Various home appliances such as televisions or refrigerators, or electronic devices such as laptop computers, portable phone terminals or Personal Digital Assistants (PDAs) operate with power that is received from the outside, and a built-in battery thereof may be charged with power supplied from an external power source. Furthermore, a power supply that converts a commercial Alternating Current (AC) voltage into a Direct Current (DC) voltage is built in home appliances or electronic devices (hereinafter generically referred to as electronic devices), or the power supply is built in an external power adaptor (AC adaptor) for the electronic devices.
The power supply includes a rectifier circuit (diode bridge circuit) that rectifies an AC voltage, and an insulating DC/DC converter that drops the rectified voltage and supplies the dropped voltage to a load.
FIG. 1 is a diagram illustrating a configuration of a DC/DC converter that has been studied by the inventor. A detailed configuration of the DC/DC converter 100r should not be regarded as a general technology that is well known to those skilled in the art.
An input port P1 of the DC/DC converter 100r receives a DC input voltage VIN from a rectifier circuit (not shown) that is prepared in a stage previous thereto. The DC/DC converter 100r drops the input voltage VIN, and supplies the dropped voltage to a load that is connected to an output port P2 of the DC/DC converter 100r. 

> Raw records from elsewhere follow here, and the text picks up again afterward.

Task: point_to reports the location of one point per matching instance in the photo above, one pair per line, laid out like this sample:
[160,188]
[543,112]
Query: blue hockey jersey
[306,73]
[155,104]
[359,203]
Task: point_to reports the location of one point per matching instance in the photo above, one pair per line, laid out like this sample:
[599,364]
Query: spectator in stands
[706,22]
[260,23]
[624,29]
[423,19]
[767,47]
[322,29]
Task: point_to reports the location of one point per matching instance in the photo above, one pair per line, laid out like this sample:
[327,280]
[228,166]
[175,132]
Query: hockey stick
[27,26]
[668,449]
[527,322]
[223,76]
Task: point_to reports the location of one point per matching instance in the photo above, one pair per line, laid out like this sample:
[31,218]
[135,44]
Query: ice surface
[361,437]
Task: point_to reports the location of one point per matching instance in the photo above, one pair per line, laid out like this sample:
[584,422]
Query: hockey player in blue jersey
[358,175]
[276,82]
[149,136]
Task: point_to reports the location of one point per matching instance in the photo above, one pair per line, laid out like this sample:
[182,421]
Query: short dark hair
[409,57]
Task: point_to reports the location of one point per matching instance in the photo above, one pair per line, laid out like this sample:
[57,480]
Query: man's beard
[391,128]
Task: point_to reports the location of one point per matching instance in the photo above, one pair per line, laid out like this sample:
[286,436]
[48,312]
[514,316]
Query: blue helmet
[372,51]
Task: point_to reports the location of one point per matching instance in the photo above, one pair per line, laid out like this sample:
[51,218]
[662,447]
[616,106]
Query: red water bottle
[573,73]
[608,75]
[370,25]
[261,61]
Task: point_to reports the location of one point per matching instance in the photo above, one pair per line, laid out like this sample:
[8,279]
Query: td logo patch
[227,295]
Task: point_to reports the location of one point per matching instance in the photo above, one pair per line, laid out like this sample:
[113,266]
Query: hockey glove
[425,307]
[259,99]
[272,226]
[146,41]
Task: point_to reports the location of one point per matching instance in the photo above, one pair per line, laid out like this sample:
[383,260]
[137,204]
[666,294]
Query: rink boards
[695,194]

The DC/DC converter 100r mainly includes a switching transistor M1, a transformer T1, a first diode D1, a first output capacitor Co1, a control circuit 10r, and a feedback circuit 20r. In the DC/DC converter 100r, a primary side region and a secondary side region of the transformer T1 are necessarily required to be electrically insulated from each other. The feedback circuit 20r includes resistors R1 and R2 that divide the output voltage VOUT, a shunt regulator 22, and a photo coupler 24.
The shunt regulator 22 is an error amplifier that amplifies an error between the divided output voltage VOUT′ and a reference voltage VREF based on a target value of the output voltage VOUT. The photo coupler 24 feeds back a feedback signal, based on an error between the output voltage VOUT and the target voltage, to the control circuit 10r. The control circuit 10r controls an on/off duty ratio of the switching transistor M1 by using pulse modulation such that the output voltage VOUT matches with the target voltage.
The control circuit 10r may operate with a supply voltage VCC of about 10 V, and thus, when the control circuit 10r is driven with the input voltage VIN (about 140 V), efficiency is degraded. The voltage VOUT dropped by the DC/DC converter 100r is generated in the secondary side of the transformer T1, and thus cannot be supplied to the control circuit 10r that is prepared in the primary side.
Therefore, an auxiliary coil L3 is prepared in the primary side of the transformer T1. The auxiliary coil L3, a second diode D2, and a second output capacitor Co2 act as an auxiliary DC/DC converter for generating the source voltage VCC for the control circuit 10r. In the DC/DC converter 100r, the source voltage VCC is proportional to the output voltage VOUT, and a proportional coefficient is defined as a turn ratio of the secondary coil L2 of the transformer T1 and the auxiliary coil L3:VCC=VOUT×ND/NS where NS is the number of turns of the secondary coil L2, and ND is the number of turns of the auxiliary coil L3.